Sept travailleurs d’une entreprise de plomberie signalent le non-paiement de leurs salaires, du matériel, des licenciements et que leurs indemnités de départ n’ont pas été versées. Ils ont déposé une plainte auprès du ministère du Travail, en plus d’avoir comparu devant le Tamib, tribunal d’arbitrage et de médiation des Îles Baléares, où l’entreprise a été convoquée, mais elle ne s’est pas présentée. Diario de Ibiza a tenté, à plusieurs reprises pendant plus d’une semaine, de contacter les responsables de l’entreprise, sans succès. L’un des propriétaires a répondu au premier appel, mais n’a pas proposé sa version et n’a plus jamais répondu au téléphone.
« Quelques jours plus tard, une fois la plainte déposée, lorsque les inspecteurs ont prévenu l’entreprise, celle-ci nous a dit que nous ne pouvions plus entrer sur le chantier », affirment les travailleurs. L’un d’eux ajoute : « J’ai porté plainte vers dix heures moins dix, il m’a viré, moi et mon fils, le même jour. » La majorité n’a pas reçu la lettre de licenciement, ils ont seulement constaté la perte de la Sécurité Sociale. L’un d’entre eux, celui qui est là depuis le moins de temps, avec quatre mois sans salaire, y apparaît à peine que le licenciement est dû au fait « de ne pas avoir passé la période d’essai »: « En quatre mois, il n’a gagné que 800 euros, en faisant des heures supplémentaires et tout », dénonce un de ses collègues. Pour les deux plus anciens, la lettre de licenciement indique : « Causes objectives d’ordre économique, organisationnel et productif ».

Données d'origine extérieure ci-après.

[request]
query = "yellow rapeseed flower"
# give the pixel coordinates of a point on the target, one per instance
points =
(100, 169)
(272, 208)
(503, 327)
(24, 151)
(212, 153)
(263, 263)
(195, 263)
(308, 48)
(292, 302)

« Les entreprises de construction nous ont empêché d’entrer sur le chantier pour travailler, mais elles sont aussi responsables. Elles jouent au ping-pong avec nous et personne ne dit rien », critiquent-ils. « Nous avons porté plainte à l’inspection du travail et du coup nous ne pouvons pas aller plus loin » : « Ici, un travailleur n’a pas été payé depuis trois ou quatre mois, l’entreprise ne se présente pas au Tamib et on vous dit ‘trouvez un avocat pour vous réclamer l’argent, pour vous représenter’. Comment un travailleur qui n’a pas été payé depuis quatre mois va-t-il payer un avocat ? »
Ils font allusion à la falsification de signature
Les travailleurs dénoncent également des fautes graves telles que la falsification des signatures pour vérifier le paiement des salaires, documents que ces employés assurent : « Nous n’avons jamais signé », comme l’indique la plainte qu’ils présentent à ce journal. « Nous avons déposé des plaintes auprès de la Garde civile. Si les signatures de novembre, décembre et janvier sont présentées, je ne les ai pas signées », affirme l’un des salariés.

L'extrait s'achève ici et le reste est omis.